In May, former Govs. Don Siegelman and Robert Bentley co-wrote an op-ed column published by The Washington Post to express regret for executions during their times as governor. Siegelman and Bentley said the state should commute the sentences of 146 inmates on death row to life sentences, those sentenced to death by less than a unanimous decision by a jury and those sentenced to death by a judge who overrode a jury’s recommendation of life in prison.

The Alabama Legislature banned judicial overrides in 2017, but the change was not retroactive. Alabama law requires a unanimous jury verdict for a criminal conviction, but allows for sentencing a person convicted of a capital offense to death by a 10-2 jury vote.

Stevenson said the concerns expressed by the former governors are not unusual for those who have been involved in executions.

“What I found interesting about that is that it actually fit the pattern of a lot of people who were involved in this process,” Stevenson said. “It’s not just Governor Bentley and Governor Siegelman. It’s wardens who carried out executions for years. It’s correctional officers, some of whom have quit as a result of depression and trauma, as a result of being involved in these executions.

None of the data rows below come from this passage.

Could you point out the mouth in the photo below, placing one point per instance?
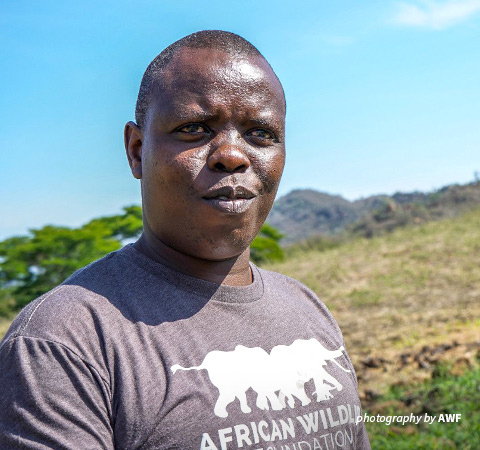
(230, 199)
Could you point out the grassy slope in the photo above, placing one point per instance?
(393, 296)
(397, 293)
(410, 303)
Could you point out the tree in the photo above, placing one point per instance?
(32, 265)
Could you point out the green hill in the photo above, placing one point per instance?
(395, 294)
(408, 304)
(304, 213)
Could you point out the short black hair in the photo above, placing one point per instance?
(215, 39)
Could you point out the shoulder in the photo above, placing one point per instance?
(301, 298)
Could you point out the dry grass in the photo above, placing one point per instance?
(417, 286)
(397, 293)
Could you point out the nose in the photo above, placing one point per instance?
(228, 158)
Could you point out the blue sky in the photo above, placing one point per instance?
(382, 96)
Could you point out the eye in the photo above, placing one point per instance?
(193, 128)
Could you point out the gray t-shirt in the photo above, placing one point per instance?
(130, 354)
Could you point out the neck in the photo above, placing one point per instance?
(234, 271)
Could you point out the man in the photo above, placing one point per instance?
(178, 341)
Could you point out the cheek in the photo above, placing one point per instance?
(270, 172)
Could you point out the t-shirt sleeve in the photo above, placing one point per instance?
(51, 398)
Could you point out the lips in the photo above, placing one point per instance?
(230, 199)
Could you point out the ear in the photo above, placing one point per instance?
(133, 137)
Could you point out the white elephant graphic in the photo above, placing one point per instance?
(277, 378)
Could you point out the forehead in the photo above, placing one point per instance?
(211, 78)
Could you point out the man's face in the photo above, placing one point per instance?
(212, 153)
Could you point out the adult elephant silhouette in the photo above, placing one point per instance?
(277, 377)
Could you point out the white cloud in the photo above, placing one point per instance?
(435, 15)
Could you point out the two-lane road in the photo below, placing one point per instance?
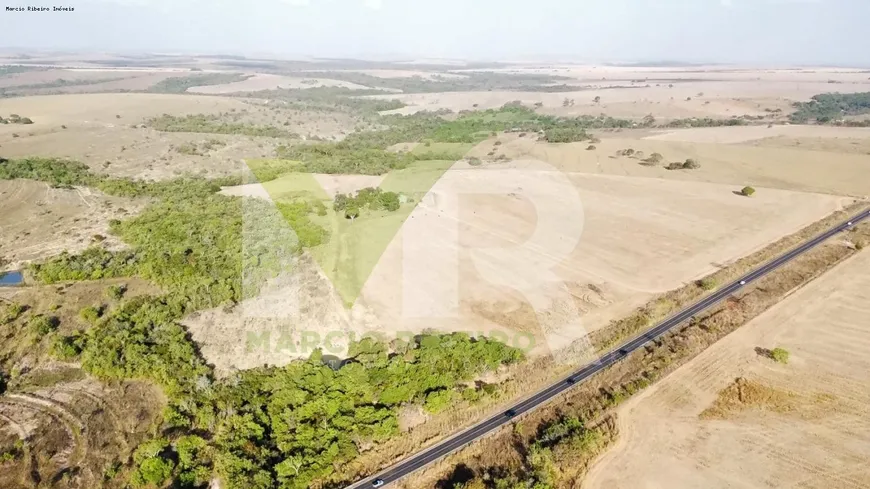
(477, 431)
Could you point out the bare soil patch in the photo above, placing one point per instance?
(346, 184)
(638, 237)
(87, 128)
(817, 437)
(757, 134)
(594, 399)
(39, 221)
(271, 82)
(738, 165)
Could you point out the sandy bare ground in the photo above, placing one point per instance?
(48, 76)
(53, 110)
(628, 239)
(140, 153)
(683, 74)
(742, 134)
(738, 165)
(812, 431)
(271, 82)
(39, 221)
(346, 184)
(664, 93)
(95, 135)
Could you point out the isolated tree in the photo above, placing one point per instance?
(655, 158)
(780, 355)
(351, 211)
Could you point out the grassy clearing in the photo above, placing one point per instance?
(508, 457)
(182, 83)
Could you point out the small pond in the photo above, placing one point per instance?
(8, 279)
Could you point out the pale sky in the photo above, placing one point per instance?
(726, 31)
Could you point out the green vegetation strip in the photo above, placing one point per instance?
(549, 459)
(833, 107)
(182, 83)
(266, 428)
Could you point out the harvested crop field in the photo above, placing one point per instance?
(271, 82)
(742, 134)
(738, 165)
(629, 239)
(39, 221)
(106, 132)
(800, 424)
(50, 111)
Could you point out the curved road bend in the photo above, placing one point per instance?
(418, 461)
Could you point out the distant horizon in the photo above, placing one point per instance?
(421, 58)
(741, 32)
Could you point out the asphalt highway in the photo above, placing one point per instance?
(421, 459)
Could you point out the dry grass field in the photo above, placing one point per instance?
(88, 128)
(271, 82)
(665, 93)
(803, 424)
(635, 237)
(39, 222)
(785, 168)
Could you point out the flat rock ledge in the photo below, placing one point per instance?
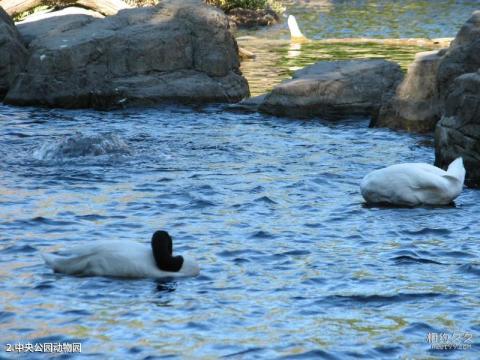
(335, 90)
(458, 132)
(173, 52)
(13, 54)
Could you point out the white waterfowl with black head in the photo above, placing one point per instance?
(414, 184)
(126, 259)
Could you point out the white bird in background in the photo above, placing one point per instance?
(124, 259)
(295, 33)
(414, 184)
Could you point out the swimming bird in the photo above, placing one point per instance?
(124, 259)
(414, 184)
(295, 33)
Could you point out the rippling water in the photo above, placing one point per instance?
(293, 263)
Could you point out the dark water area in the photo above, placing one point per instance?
(325, 19)
(293, 264)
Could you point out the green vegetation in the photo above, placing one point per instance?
(227, 5)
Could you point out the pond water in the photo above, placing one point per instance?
(293, 264)
(292, 261)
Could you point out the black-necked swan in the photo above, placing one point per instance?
(124, 259)
(414, 184)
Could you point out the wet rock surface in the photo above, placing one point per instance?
(458, 132)
(174, 52)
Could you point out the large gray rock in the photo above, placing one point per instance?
(51, 23)
(458, 132)
(13, 54)
(416, 105)
(463, 55)
(335, 90)
(176, 51)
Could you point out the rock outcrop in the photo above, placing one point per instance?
(335, 90)
(176, 51)
(458, 132)
(52, 23)
(463, 55)
(13, 54)
(419, 101)
(416, 105)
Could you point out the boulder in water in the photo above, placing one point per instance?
(420, 100)
(175, 51)
(56, 22)
(416, 105)
(80, 145)
(458, 132)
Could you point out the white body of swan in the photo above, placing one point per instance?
(117, 259)
(414, 184)
(295, 32)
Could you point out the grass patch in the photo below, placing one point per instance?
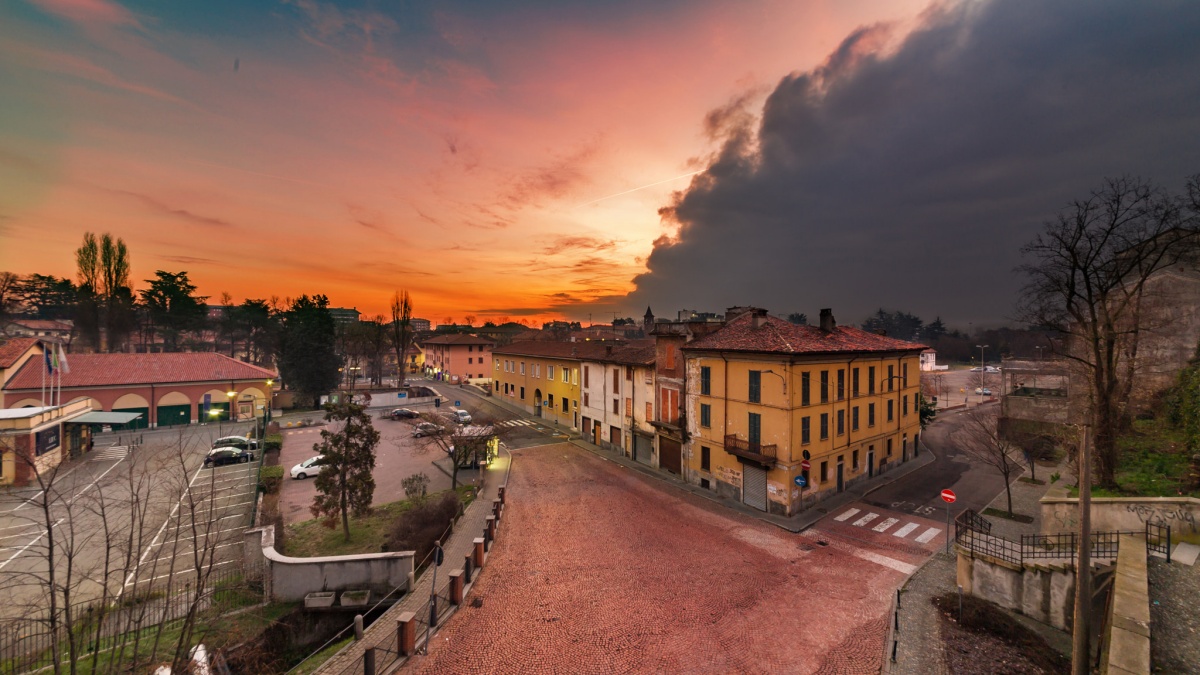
(1001, 513)
(312, 538)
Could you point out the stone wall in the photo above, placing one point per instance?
(289, 579)
(1060, 513)
(1042, 592)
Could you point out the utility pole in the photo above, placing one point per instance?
(1080, 652)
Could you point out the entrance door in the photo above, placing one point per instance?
(671, 457)
(754, 485)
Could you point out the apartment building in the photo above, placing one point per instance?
(763, 395)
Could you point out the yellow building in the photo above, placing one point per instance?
(763, 395)
(543, 377)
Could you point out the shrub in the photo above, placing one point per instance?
(419, 527)
(269, 479)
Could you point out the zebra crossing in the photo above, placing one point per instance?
(868, 520)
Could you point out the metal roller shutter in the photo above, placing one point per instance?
(754, 487)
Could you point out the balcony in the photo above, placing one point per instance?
(756, 453)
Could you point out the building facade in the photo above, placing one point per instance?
(457, 358)
(765, 395)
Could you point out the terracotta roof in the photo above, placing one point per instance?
(101, 370)
(459, 339)
(13, 348)
(778, 336)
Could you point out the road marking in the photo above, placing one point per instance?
(23, 549)
(846, 515)
(928, 536)
(865, 519)
(883, 526)
(891, 562)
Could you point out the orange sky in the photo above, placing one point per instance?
(487, 161)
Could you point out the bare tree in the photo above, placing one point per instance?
(984, 443)
(1087, 278)
(401, 332)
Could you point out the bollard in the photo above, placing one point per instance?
(456, 587)
(406, 633)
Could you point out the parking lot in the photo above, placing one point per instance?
(601, 569)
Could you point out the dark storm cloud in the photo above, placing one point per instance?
(910, 177)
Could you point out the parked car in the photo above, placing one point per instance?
(227, 454)
(307, 467)
(239, 442)
(427, 429)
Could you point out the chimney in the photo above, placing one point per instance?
(827, 322)
(759, 317)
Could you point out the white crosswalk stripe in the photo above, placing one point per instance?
(865, 519)
(883, 526)
(846, 515)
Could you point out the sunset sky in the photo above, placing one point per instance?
(522, 159)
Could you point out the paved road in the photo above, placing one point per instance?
(919, 493)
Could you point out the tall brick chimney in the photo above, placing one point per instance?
(827, 322)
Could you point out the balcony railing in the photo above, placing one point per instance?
(750, 451)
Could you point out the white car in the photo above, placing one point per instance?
(307, 467)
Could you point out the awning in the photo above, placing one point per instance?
(105, 418)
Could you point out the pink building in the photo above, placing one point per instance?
(457, 357)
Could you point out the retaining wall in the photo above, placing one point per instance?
(289, 579)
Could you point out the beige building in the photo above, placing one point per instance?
(765, 395)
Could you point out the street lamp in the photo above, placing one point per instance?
(983, 370)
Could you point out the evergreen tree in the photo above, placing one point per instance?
(309, 360)
(345, 484)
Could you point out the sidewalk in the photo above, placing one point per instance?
(382, 633)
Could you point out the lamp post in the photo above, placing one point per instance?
(983, 370)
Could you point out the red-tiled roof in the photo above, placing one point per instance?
(775, 335)
(101, 370)
(459, 339)
(13, 348)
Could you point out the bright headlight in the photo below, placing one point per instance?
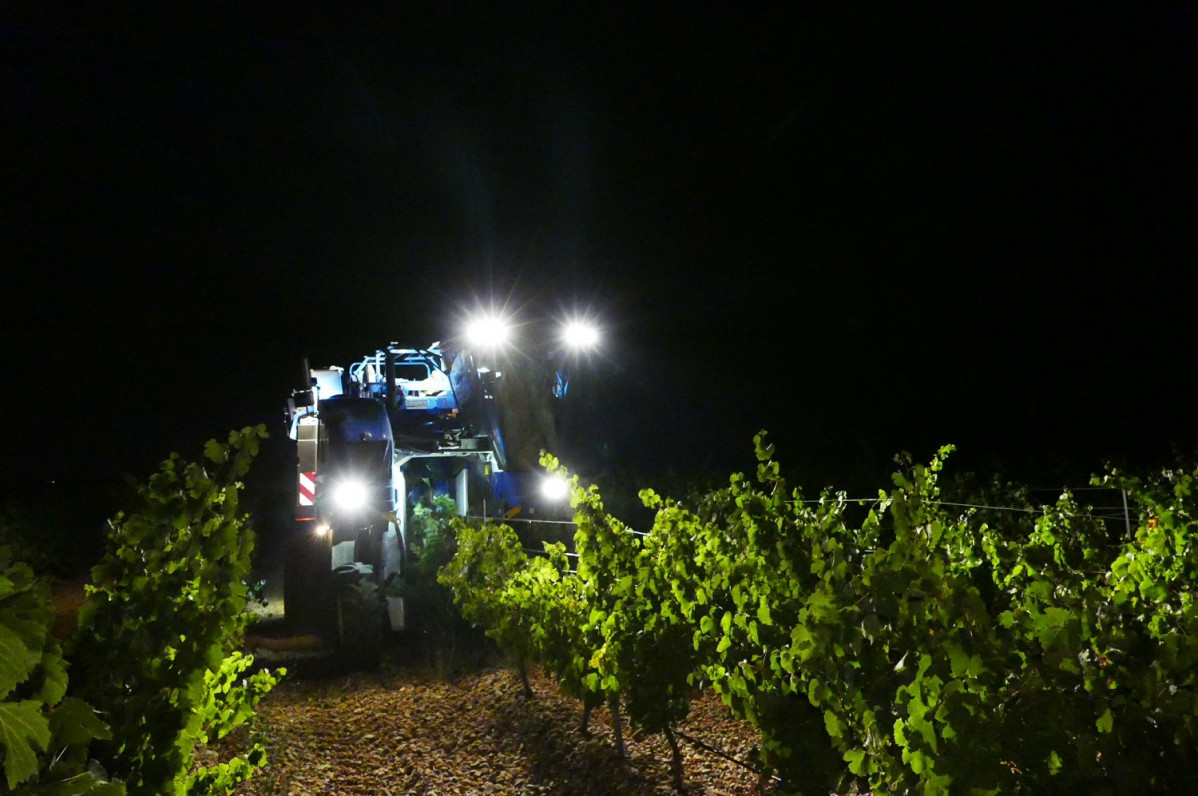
(580, 335)
(554, 488)
(350, 495)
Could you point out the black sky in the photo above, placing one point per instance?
(866, 229)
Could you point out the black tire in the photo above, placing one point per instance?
(309, 597)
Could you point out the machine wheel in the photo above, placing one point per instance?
(358, 616)
(308, 588)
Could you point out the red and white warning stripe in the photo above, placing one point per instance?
(306, 510)
(307, 488)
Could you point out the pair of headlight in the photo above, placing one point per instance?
(494, 331)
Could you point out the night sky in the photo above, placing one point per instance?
(869, 229)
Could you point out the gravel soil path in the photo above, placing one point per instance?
(399, 733)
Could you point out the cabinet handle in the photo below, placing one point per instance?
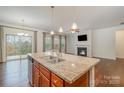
(55, 81)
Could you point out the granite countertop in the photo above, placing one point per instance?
(70, 69)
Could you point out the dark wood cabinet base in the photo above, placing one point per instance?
(42, 77)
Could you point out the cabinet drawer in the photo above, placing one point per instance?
(45, 72)
(81, 82)
(56, 81)
(52, 85)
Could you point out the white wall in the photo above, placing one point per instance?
(120, 44)
(8, 30)
(40, 41)
(70, 43)
(73, 43)
(104, 43)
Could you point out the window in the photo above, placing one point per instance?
(54, 42)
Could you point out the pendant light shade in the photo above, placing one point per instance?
(52, 32)
(52, 14)
(74, 28)
(60, 30)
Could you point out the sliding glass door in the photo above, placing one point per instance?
(18, 47)
(54, 42)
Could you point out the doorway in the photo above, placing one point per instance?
(17, 47)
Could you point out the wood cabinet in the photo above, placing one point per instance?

“I don’t think there’s a way to kill another human being that we don’t have to kill and not have it impact you, to not have it compromise you, to not have it injure you. And for me, it’s just one other reason why we should abolish this practice of killing people to show that killing is wrong. Because not only do we not advance anything that’s moral and just. We create a lot of pain and anguish and injury for a lot of other people, including the participants in that execution process.”